VADSTI

Virtual Applied Data Science Training Institute (VADSTI)

Data Science Approaches to Better Understand Clinical and Genomic Informatics

 

About VADSTI

With the recent advancements in technology, and computational tools, healthcare services, and clinical and geonomic sciences can store large amounts of datasets. There is therefore increased demand for researchers to utilize data analytics capabilities to look at recent trends, predict outcomes and to make better clinical and health policy decision. Skill sets in data science are critical for advancing the science of minority health and health disparities. The Howard University Research Centers in Minority Institutions, RCMI, Program with funding from NIH created the VADSTI to meet the growing data science demand and their application to problems of minority health and health disparities.

The mission of VADSTI is to advance education and research by providing training in the foundations of programming and the critical data analytic skills for planning and conducting research that involves big data. Our aim is to attract and engage underrepresented students and researchers in data science application to biomedical, clinical and genomic research, with a focus on diseases common to minority populations. VADSTI draws faculty with complementary experts in the conduct and application of data science from across different institutions and in partnership with the NIH Office of Data Science Strategy to launch an 8-week comprehensive training in a virtual environment. VADSTI 2021 was an 8-Week training series that ran every other week.

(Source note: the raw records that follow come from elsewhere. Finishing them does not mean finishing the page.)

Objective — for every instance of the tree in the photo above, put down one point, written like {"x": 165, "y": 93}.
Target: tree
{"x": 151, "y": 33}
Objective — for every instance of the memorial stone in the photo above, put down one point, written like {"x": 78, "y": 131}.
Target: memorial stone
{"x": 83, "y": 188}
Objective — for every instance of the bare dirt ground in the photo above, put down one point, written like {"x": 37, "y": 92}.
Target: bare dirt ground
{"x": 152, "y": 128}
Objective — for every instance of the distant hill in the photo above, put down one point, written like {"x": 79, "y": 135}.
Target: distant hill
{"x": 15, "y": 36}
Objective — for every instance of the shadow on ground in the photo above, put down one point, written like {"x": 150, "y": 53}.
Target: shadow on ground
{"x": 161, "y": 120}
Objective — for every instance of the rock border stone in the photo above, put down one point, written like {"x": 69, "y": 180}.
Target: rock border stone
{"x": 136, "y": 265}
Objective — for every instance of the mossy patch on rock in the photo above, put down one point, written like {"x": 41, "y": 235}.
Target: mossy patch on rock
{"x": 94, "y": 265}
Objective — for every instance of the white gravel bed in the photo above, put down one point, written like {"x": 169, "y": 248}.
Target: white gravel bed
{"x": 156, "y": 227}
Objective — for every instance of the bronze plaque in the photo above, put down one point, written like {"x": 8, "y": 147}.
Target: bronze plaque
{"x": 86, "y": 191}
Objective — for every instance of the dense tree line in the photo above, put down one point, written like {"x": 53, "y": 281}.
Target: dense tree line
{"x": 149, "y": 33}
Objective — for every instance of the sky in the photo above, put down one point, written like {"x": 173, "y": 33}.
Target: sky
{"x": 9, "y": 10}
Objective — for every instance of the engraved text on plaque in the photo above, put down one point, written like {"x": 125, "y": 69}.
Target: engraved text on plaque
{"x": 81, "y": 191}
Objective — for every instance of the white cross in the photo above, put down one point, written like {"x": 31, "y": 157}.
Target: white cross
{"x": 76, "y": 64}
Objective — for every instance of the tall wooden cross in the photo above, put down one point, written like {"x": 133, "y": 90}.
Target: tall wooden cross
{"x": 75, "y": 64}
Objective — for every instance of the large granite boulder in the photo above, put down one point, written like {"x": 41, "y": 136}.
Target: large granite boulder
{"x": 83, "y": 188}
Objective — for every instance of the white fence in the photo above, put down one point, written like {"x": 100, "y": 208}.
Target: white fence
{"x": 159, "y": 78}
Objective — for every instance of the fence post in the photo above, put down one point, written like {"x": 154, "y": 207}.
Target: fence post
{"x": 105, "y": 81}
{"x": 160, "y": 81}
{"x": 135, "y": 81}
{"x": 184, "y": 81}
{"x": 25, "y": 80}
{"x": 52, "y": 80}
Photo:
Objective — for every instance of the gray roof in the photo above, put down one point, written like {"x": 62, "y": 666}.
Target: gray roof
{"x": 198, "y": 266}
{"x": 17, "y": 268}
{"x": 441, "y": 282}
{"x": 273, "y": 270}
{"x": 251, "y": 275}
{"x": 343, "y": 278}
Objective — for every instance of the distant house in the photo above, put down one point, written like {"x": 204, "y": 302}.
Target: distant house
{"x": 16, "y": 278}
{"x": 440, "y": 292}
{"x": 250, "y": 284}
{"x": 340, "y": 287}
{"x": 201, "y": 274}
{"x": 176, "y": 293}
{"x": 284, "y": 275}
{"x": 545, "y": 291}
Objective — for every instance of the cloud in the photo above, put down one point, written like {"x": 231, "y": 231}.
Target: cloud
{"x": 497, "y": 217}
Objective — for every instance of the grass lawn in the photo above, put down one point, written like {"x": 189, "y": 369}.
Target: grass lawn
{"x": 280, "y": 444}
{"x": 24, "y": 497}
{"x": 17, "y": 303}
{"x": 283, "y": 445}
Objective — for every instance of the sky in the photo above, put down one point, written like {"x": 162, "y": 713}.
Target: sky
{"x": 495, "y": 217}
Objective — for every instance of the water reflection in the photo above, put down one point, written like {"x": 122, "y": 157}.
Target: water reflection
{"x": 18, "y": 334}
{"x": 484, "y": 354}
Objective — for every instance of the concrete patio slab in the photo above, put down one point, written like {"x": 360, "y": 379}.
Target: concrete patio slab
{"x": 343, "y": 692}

Program Objectives & Competencies

The primary objective of the 2021 VADSTI program was to provide training in the foundations of data science and advance analytic skills and introduce tools for clinical and genomic research. Over the course of the 8-week training program participants were:

  • Introduced to the principles of data science.
  • Gained practical, hands-on experience with Python and related libraries for accessing data from multiple sources and use analytic methods for analyses.
  • Learned about the underlying concepts of probability and statistics.
  • Introduced to advanced statistical analytic techniques utilized in biomedical, clinical and genomic research.
  • Understand the concepts of data partitioning and and practice behind supervised and unsupervised learning.
  • Introduced to advanced algorithmic techniques including machine learning and deep learning.
  • Introduced to tools for applied data science using cloud-based platforms for clinical and genomic research.
  • Learned from experts on current research topics in biomedical, clinical, and genomic application.